Shine's secret place
A day of idleness
I'm here to record my daily life and some immature tiny thoughts, also, to reflex myself and to find out who I am.
Ok, here we go!
After a long month of 12/7 uni life, today, I finally don't have to go there. Although I have a presentation tomorrow and have to prepare for it..
I have a slight headache and snizz sometime, hopefully, I'm not infected by Coronavirus, idk what I'm worried about, I'm away from my motherland and the chance is pretty low tho..
I sent the group assignment to our coach this morning, made some mistakes, and I did feel bad about myself.

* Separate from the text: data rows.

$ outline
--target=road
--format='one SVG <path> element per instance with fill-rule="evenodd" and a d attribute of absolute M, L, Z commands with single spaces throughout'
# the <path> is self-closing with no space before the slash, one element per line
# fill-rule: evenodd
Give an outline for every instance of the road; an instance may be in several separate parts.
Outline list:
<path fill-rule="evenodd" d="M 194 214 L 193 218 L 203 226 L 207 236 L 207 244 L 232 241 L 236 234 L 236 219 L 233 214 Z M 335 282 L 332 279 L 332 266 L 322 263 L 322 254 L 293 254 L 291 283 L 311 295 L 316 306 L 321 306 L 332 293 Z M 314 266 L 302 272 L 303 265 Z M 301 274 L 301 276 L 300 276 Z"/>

I always am careless and tend to make mistakes, for this reason, I blame myself very often, but I still am being clumsy. It's like a circle of self-blame, I've been falling in the trap many times but still repeat it. I can't figure out why, I may need to talk to a consultant.
I should enjoy the precious idleness, no school, teamwork, and assignments bothering me, but I've been feeling anxious and upset since this morning. It feels like, I'm wasting my time and doing nothing useful. The feeling of anxiety has been following me for years, I thought it's because of the environment, the society is always pushing us and telling us to be useful, otherwise, you'll be nobody, and it sucks. In a long period of time, I was hoping when I'm off I would be ok, cos no more propaganda or whispering from everywhere, I should be enjoying living in the moment and not being worried about things that happened, or not happen yet.
It turned out I was wrong, I'm still worried and what's worse, I found out it's deeply in my mind, it's already internalized and can't be taken out.
Anyway, I've also been trying to find solutions to this. Always trying to save my own ass and becoming better, that's what I usually do lol..
Next month I won't be as busy as this month and I will try some new things out, like the gym, some extra fun courses.